- Directed by: Phil Rosen
- Written by: Howard J. Green
- Based on: a story by Rupert Hughes
- Produced by: Harry Cohn
- Starring: Jacqueline Logan Charles Delaney Warner Oland
- Cinematography: Ted Tetzlaff
- Edited by: William Hamilton
- Production company: Columbia Pictures
- Release date: January 2, 1929 (US);
- Running time: 6 reels
- Country: United States
- Language: English

= The Faker =

1929 film directed by Phil Rosen

The Faker is a 1929 American silent melodrama film, directed by Phil Rosen. It stars Jacqueline Logan, Charles Delaney, and Warner Oland, and was released on January 2, 1929.

==Plot==
Rita Martin is the assistant to Hadrian, a fake spiritualist who cons people out of their money. When they arrive in town, she gets a job as secretary to John Clayton, a local wealthy man. It is her job to get information about him that she can pass along to Hadrian, allowing "the faker" to dupe him. John has been set up by his worthless son, Frank, who the elder Clayton has removed from his will, leaving everything to his stepson, Bob Williams.

As she is collecting the information, Rita and Bob fall in love. Frank wants Hadrian to hold a fake seance and pretend that John's dead ex-wife is asking John to reconcile with Frank. When Rita realizes what her intelligence gathering is setting up to happen, she cannot bear to know that she is being used against Bob. During the seance, she is posing as the spirit of the dead Mrs. Clayton, but instead exposes Hadrian as a fraud. Initially, Bob despises her just as much as her boss, but the two reconcile.

==Cast list==
- Jacqueline Logan as Rita Martin
- Charles Delaney as Bob Williams
- Warner Oland as Hadrian, the faker
- Charles Hill Mailes as John Clayton
- Gaston Glass as Frank Clayton
- Flora Finch as Emma
- David Mir as Believer
- Lon Poff as Hadrian's aid
- Fred Kelsey as Detective

==Production==
In November 1928 it was revealed that Jacqueline Logan, Warner Oland, and Gaston Glass had been signed by Columbia Pictures for featured roles in the upcoming film, The Faker, which was based on a story by Rupert Hughes.

==Reception==
Photoplay magazine gave the film a positive review, saying it was "extraordinarily well done". The Film Daily, on the other hand, gave the film a poor review, "Weak, with very artificial story and poor characterization.
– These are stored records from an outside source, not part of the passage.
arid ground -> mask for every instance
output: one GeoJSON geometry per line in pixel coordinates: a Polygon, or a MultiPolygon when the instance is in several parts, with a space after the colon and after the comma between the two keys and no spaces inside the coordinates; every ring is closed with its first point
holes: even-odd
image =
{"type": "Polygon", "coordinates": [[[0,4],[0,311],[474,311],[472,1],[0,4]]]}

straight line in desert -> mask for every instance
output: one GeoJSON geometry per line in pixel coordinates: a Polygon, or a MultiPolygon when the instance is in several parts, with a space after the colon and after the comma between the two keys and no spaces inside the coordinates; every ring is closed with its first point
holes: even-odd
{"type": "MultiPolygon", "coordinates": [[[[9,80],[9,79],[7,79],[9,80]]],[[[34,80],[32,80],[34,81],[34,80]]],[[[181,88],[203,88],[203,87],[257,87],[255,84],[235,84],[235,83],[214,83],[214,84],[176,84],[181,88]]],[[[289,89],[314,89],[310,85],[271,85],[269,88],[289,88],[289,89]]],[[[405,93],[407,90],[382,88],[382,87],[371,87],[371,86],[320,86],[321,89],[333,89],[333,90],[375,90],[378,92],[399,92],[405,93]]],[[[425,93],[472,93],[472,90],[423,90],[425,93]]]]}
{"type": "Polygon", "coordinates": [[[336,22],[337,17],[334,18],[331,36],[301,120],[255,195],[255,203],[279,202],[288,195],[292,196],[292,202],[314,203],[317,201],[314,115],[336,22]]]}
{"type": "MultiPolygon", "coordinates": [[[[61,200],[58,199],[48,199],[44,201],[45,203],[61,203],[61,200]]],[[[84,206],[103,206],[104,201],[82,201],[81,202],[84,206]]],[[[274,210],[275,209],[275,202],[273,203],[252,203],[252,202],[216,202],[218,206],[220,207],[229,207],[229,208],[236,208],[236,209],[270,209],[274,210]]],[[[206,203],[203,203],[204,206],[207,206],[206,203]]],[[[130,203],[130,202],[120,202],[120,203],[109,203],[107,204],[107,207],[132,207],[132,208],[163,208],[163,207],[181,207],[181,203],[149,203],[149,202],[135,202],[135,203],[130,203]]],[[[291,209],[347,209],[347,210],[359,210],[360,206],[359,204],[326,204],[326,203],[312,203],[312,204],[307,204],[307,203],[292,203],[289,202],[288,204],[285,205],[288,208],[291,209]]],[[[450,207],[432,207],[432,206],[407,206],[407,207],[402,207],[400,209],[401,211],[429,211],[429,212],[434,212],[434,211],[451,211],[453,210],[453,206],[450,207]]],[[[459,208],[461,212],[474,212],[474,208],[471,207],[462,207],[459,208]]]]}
A lot of spiritualist faking stuff doesn't click." There was not an aspect of the film which they gave good grades too, marking direction, story, photography, and acting all as poor. The Napa Daily Register enjoyed the picture, saying it was "a screen novelty that stands in a class by itself. The luxurious and weird backgrounds of seaside resorts, country estates and bizarre seance parlors afford opportunity for gripping drama, uncanny phenomena and a poignant love story..." Harrison's Reports also gave the film a positive review, calling it "A very good expose of the fake means used by mediums in their endeavors to mulct their credulous victims of large sums of money." The complimented the acting of Logan, Delaney, Oland and Glass.

==Preservation and status==
Complete copies are held at the Archives Du Film Du CNC and the Cinémathèque Française.